Neben diesen Anforderungen müssen noch weitere, in § 15 Abs. 1 Satz 1 SGB XI festgelegte Voraussetzungen erfüllt
sein. Insoweit gilt für die Pflegestufe III - vgl. § 15 Abs. 1 Satz 1 Nr. 3 SGB XI - die Formulierung: "Pflegebedürftige
der Pflegestufe III (Schwerstpflegebedürftige) sind Personen, die bei der Körperpflege, der Ernährung oder der
Mobilität täglich rund um die Uhr, auch nachts, der Hilfe bedürfen und zusätzlich mehrfach in der Woche Hilfen bei der
hauswirtschaftlichen Versorgung benötigen."
Im Falle des Klägers sind die Voraussetzungen des § 15 Abs. 1 Satz 1 Nr. 3 SGB XI in dem zuletzt noch streitigen
Zeitraum nicht erfüllt gewesen; der Kläger bedurfte bei der Körperpflege, der Ernährung, der Mobilität und der
hauswirtschaftlichen Versorgung noch nicht der Hilfe in einem Ausmaß von wenigstens fünf Stunden täglich.
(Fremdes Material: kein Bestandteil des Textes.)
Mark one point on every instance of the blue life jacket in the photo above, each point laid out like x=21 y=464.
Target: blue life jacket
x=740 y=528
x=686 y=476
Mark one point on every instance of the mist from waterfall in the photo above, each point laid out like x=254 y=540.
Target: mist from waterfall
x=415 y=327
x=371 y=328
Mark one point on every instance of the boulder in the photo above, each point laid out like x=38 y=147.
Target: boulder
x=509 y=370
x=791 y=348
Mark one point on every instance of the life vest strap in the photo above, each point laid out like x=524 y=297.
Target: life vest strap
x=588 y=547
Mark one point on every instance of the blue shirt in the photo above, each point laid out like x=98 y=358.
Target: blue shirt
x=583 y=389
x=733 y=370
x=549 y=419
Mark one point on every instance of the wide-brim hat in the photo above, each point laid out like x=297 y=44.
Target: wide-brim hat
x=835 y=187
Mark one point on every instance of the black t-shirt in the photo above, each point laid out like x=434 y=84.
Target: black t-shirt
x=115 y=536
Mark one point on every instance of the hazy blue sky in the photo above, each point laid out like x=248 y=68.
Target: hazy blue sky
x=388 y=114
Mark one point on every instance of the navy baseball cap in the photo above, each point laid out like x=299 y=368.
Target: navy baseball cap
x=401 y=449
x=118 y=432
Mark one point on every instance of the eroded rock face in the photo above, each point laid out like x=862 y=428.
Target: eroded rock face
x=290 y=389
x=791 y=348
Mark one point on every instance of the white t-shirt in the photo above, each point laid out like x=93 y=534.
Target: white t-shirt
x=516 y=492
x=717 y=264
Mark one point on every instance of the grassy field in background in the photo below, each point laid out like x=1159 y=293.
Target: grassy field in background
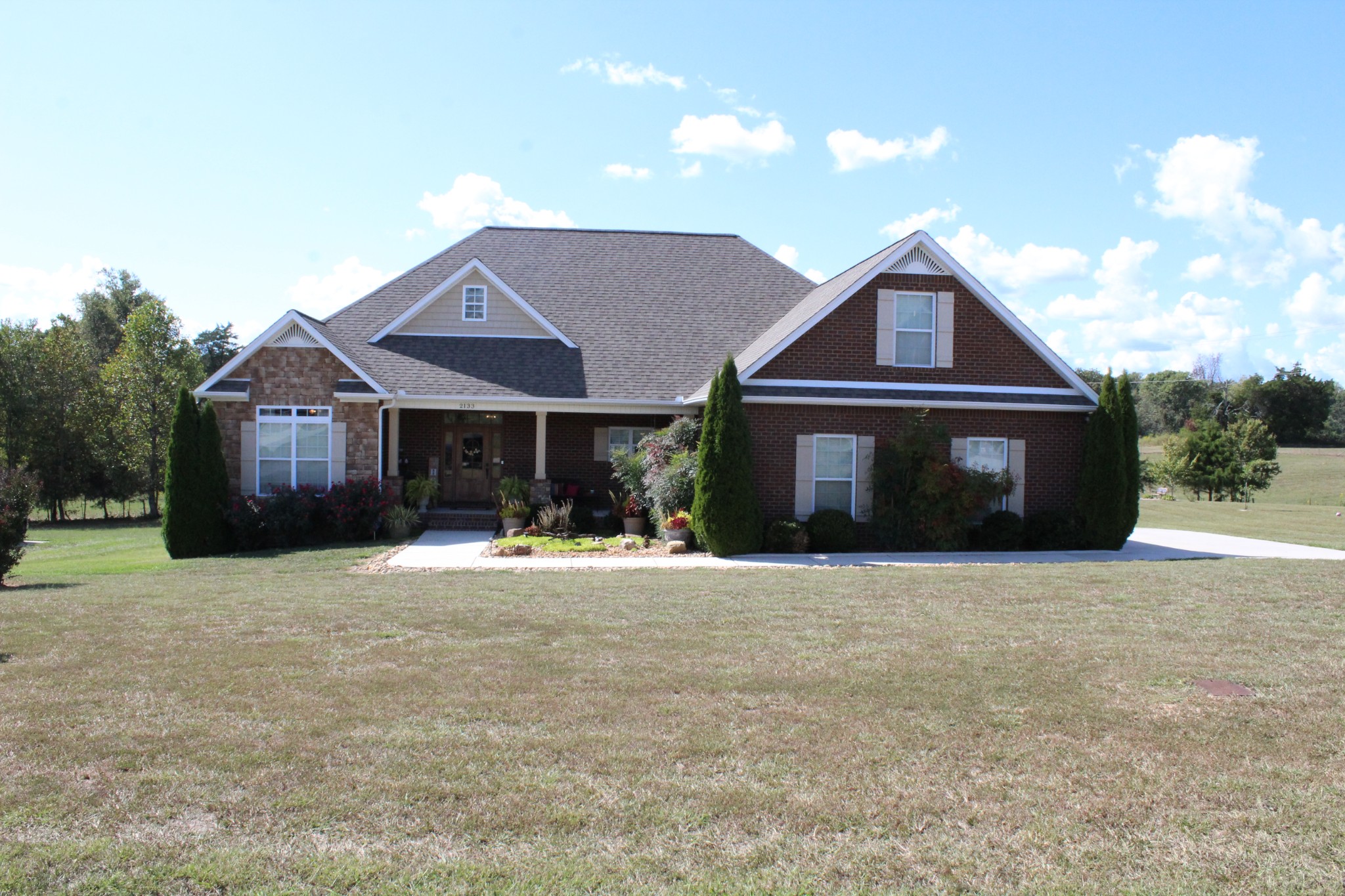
x=276 y=723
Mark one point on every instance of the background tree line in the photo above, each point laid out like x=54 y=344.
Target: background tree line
x=87 y=403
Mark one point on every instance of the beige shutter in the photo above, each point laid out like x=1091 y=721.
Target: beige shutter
x=864 y=479
x=340 y=452
x=1017 y=465
x=943 y=332
x=248 y=458
x=803 y=476
x=887 y=322
x=958 y=452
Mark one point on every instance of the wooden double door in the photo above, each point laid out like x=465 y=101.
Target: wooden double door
x=474 y=457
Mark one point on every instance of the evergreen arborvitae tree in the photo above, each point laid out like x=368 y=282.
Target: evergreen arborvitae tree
x=1102 y=488
x=182 y=527
x=214 y=482
x=725 y=512
x=1129 y=449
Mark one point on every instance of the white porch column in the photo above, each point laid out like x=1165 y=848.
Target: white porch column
x=393 y=440
x=540 y=473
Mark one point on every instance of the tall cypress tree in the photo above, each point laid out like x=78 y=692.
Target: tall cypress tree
x=182 y=500
x=726 y=513
x=214 y=482
x=1130 y=449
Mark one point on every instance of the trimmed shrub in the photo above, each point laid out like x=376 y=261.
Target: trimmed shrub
x=183 y=522
x=1051 y=531
x=1000 y=531
x=213 y=490
x=786 y=536
x=353 y=509
x=18 y=494
x=831 y=532
x=726 y=512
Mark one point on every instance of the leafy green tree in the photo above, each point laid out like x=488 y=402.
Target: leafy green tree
x=183 y=512
x=217 y=347
x=214 y=482
x=151 y=364
x=725 y=512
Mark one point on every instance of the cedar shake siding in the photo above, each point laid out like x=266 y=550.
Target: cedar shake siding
x=839 y=347
x=304 y=377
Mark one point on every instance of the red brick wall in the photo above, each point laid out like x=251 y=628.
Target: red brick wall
x=303 y=377
x=843 y=345
x=1053 y=445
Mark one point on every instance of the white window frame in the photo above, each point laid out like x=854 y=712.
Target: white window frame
x=485 y=291
x=854 y=473
x=1003 y=501
x=933 y=331
x=294 y=440
x=636 y=435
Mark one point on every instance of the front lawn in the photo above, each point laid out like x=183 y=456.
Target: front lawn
x=276 y=723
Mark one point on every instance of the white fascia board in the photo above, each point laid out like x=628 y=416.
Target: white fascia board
x=475 y=265
x=896 y=402
x=286 y=320
x=923 y=387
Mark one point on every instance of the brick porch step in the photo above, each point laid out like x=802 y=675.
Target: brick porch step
x=460 y=519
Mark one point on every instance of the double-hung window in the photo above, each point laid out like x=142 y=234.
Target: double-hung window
x=474 y=303
x=914 y=326
x=294 y=448
x=989 y=454
x=625 y=438
x=833 y=473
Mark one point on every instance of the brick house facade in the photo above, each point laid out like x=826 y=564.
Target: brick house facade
x=522 y=351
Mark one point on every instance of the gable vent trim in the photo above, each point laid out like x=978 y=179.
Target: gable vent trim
x=295 y=336
x=917 y=261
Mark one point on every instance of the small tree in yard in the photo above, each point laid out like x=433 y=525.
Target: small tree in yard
x=182 y=527
x=726 y=513
x=18 y=492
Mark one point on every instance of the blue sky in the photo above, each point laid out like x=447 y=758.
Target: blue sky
x=1143 y=183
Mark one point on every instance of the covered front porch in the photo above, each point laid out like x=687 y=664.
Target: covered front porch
x=470 y=446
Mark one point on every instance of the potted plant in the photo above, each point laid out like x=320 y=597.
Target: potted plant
x=400 y=521
x=422 y=490
x=513 y=515
x=677 y=527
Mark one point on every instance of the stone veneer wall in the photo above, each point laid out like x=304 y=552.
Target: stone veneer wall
x=304 y=377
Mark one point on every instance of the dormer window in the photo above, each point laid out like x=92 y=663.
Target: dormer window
x=474 y=303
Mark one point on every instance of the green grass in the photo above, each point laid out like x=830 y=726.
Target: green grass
x=277 y=725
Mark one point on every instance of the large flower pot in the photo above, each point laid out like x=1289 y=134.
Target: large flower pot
x=678 y=535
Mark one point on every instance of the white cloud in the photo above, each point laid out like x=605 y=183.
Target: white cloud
x=853 y=150
x=1204 y=268
x=477 y=200
x=1121 y=285
x=1314 y=308
x=725 y=136
x=625 y=74
x=618 y=169
x=1029 y=265
x=32 y=293
x=320 y=296
x=919 y=221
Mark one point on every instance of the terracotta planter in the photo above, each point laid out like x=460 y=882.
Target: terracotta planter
x=678 y=535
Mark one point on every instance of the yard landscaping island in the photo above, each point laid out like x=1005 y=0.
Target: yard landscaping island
x=275 y=723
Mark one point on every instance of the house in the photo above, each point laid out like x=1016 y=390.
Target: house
x=536 y=352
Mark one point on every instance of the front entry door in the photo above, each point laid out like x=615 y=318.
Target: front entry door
x=472 y=458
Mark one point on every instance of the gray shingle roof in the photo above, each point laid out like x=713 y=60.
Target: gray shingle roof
x=653 y=314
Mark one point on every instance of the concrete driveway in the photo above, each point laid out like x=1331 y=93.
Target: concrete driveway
x=463 y=551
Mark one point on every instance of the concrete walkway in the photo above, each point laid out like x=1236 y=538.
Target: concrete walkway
x=463 y=550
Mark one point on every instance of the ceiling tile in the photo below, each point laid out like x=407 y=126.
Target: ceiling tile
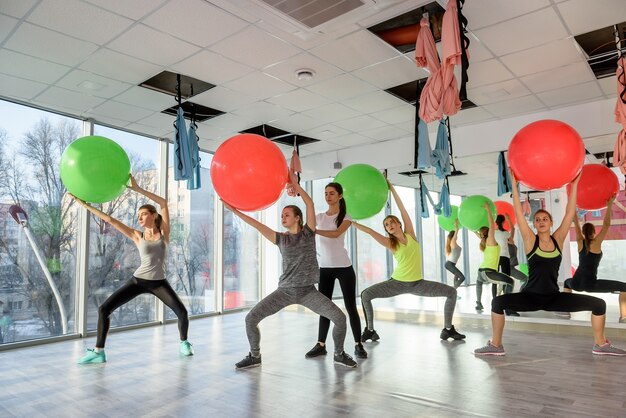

Dies
ergibt sich zweifelsfrei aus den im Verwaltungsverfahren eingeholten Gutachten des Medizinischen Dienstes der
Krankenkassen sowie aus den im Verfahren I. und II. Instanz erstellten Sachverständigengutachten. Dabei ist vor
allem hervorzuheben, dass sämtliche Gutachten den konkreten Hilfebedarf im wesentlichen in gleicher Weise
beschrieben haben und dass sie infolgedessen auch in zeitlicher Hinsicht zu gleichartigen Bewertungen gekommen
sind. Dass der Hilfebedarf des Klägers etwa ab Januar 2001 den für die Pflegestufe III erforderlichen Umfang erreicht
hat, beruht nicht auf einer Veränderung seines konkreten Hilfebedarfs, sondern auf einem mit zunehmendem Alter
naturgemäß geringer gewordenen Abzug für den fiktiven Hilfebedarf für ein gesundes gleichaltriges Kind gemäß § 15
Abs. 3 SGB XI. Für den hier streitigen Zeitraum bedeutet dies jedoch zugleich, dass vor dem Erreichen etwa des
achten Lebensjahres des Klägers nach der Einschätzung sämtlicher Gutachter kein nach den Regeln des SGB XI
berücksichtigungsfähiger Hilfebedarf vorhanden war, der das für die Pflegestufe III der gesetzlichen
Pflegeversicherung erforderliche Ausmaß erreicht hätte.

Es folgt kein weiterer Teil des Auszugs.